Buoyed by the success, Shore kept gluing seeds to boards, growing as an artist and learning about textures and perspective (she says her older daughter, who took a summer course at Pratt Institute in Brooklyn, helped her figure out how to render the shadows on the cover of Lauper’s debut). “I print out the image from the album and trace around the edges,” Shore, who now teaches a crop art course on the side, explains of her go-to starting point. “White chia and white quinoa are really good for white; wild rice, canola and poppy are really good for black.”
“There’s a fair amount of trial and error as well,” she says. “I was originally going to make Madonna’s hair out of white quinoa, which I did and hated. Then I was like, ‘Oh, corn silk looks like bleached hair. Maybe I’ll try that instead.’”
She estimates that “for each piece, I do rip up 20 to 30 percent of it,” with her crop art pieces typically requiring 40 to 50 hours of work spread out over the year. “Donna Summer took me by far the longest because for the yellow background, that seed actually comes in about six different colors. So I picked out all the yellow.” She laughs. “My husband had thoughts. ‘Do you really need to go to this extreme?’”
But for her, the meditative activity isn’t an extreme at all. “I just love Donna Summer so much that there was joy in doing it. It felt like a labor of love.”
After each Minnesota State Fair, some of the crop art pieces find a permanent home in her office (including her 2021 recreation of Marvin Gaye’s What’s Going On album, which won fourth place at the fair in 2021), while others are given away or repurposed for future projects.
Shore is already prepping for the 2024 Minnesota State Fair, working on a recreation of Dolly Parton’s 1974 album Jolene — which she calls “one of the most important albums ever released” — while soliciting her students to vote on which Dolly quotes will accompany the album art. (Given that LP’s yellow-heavy background, let’s hope she finds a seed that doesn’t require hours upon hours of sorting). And considering that next year marks the 40th anniversary of an album famously associated with the Minneapolis venue First Avenue, it’s a given that the Minnesota university educator will be tackling Prince’s Purple Rain.

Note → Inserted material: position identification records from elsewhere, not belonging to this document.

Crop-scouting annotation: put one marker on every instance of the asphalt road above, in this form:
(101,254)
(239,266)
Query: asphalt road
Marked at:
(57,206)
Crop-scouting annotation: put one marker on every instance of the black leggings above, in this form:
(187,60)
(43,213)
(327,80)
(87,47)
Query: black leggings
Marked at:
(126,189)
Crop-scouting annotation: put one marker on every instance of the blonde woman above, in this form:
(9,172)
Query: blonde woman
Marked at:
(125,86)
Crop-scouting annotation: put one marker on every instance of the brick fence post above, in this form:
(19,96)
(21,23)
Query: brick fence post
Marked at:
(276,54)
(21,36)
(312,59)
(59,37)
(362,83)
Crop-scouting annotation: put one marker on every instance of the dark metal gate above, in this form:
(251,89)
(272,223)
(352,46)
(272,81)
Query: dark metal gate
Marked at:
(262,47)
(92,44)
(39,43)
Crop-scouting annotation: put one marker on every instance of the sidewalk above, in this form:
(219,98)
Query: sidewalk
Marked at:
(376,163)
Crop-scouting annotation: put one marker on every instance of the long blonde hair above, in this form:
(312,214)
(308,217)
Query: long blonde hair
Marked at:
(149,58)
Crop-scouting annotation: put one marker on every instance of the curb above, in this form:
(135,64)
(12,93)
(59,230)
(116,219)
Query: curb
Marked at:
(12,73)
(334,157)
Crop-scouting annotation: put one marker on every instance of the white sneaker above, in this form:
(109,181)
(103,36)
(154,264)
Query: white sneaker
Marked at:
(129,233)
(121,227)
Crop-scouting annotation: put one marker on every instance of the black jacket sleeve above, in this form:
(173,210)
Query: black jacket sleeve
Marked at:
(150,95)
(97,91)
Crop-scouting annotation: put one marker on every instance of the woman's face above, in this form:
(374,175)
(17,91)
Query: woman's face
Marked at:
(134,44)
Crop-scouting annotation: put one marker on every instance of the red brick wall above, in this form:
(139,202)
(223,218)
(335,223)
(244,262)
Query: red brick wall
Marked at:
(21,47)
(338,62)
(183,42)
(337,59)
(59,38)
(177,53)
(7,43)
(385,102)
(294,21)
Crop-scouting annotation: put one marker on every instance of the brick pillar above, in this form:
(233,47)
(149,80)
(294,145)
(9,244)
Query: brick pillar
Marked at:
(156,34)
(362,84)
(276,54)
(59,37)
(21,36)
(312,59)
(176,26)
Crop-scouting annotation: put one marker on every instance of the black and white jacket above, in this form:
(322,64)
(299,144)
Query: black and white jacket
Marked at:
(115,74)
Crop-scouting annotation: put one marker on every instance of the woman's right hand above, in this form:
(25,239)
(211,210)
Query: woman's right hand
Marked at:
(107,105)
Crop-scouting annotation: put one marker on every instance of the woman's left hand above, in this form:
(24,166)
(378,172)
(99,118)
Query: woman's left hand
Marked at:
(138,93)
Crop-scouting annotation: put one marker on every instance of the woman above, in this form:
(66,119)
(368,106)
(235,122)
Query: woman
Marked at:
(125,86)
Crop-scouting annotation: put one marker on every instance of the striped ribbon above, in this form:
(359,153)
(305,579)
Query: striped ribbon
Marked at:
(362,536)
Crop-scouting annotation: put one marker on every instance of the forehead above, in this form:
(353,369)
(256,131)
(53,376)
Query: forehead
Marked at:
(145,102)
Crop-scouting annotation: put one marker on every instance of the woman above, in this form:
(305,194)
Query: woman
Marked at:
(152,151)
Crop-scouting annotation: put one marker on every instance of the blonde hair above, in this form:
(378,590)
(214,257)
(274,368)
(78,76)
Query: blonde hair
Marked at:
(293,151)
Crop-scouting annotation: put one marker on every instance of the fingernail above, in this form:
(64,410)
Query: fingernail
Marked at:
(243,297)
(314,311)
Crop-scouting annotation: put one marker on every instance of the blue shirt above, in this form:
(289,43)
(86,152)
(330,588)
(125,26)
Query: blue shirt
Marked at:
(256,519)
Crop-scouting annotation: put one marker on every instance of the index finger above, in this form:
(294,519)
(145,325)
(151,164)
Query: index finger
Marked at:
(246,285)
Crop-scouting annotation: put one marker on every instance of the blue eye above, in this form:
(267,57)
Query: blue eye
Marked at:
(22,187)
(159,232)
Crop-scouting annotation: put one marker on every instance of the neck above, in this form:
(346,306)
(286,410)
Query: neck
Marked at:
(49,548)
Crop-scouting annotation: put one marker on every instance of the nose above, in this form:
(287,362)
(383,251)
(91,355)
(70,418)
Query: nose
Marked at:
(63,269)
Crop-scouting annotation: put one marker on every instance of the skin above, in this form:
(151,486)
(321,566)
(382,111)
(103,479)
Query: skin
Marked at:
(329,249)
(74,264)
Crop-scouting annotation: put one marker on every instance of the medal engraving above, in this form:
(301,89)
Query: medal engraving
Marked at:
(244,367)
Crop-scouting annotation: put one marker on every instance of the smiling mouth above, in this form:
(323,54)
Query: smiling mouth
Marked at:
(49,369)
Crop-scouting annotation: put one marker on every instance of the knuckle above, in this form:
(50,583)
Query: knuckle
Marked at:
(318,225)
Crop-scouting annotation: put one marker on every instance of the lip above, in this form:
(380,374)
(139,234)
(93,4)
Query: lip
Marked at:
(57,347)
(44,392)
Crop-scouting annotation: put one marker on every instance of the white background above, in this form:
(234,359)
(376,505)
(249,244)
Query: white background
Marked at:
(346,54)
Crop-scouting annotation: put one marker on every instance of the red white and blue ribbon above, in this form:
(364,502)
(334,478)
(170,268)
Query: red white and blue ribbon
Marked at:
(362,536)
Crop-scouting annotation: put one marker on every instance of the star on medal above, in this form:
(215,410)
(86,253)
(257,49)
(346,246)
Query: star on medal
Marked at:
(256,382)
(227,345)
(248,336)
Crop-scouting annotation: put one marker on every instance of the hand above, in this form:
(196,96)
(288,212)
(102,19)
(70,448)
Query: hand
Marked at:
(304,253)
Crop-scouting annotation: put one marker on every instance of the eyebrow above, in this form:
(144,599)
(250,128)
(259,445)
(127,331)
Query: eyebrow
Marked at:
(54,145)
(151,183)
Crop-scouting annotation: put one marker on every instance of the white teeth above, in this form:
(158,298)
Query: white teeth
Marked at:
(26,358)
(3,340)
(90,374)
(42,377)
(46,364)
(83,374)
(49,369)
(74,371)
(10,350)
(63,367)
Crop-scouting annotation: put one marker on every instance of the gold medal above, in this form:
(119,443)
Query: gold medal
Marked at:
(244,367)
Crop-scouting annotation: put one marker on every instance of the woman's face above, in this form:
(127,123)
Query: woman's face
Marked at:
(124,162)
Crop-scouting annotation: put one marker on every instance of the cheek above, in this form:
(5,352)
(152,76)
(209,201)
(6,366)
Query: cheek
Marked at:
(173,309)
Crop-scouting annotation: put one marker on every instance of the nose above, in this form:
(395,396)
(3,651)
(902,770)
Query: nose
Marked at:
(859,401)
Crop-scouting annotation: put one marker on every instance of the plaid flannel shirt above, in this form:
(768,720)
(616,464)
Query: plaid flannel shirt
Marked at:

“It’s a busy album cover, for sure,” she says, clearly excited by the challenge. “I’m going to try using dried flowers on the sides. There’s a lot of smoke rising [in the cover photo]. I’m already thinking about how I’m going to do that. With seeds? With some sort of plant material over a background? I haven’t figure it all out yet.
“[With crop art] you get to do your meditation and produce this cool thing that you can show people,” she continues. “You have to do it because you really love it. So when I do it, I try to choose things I really love.”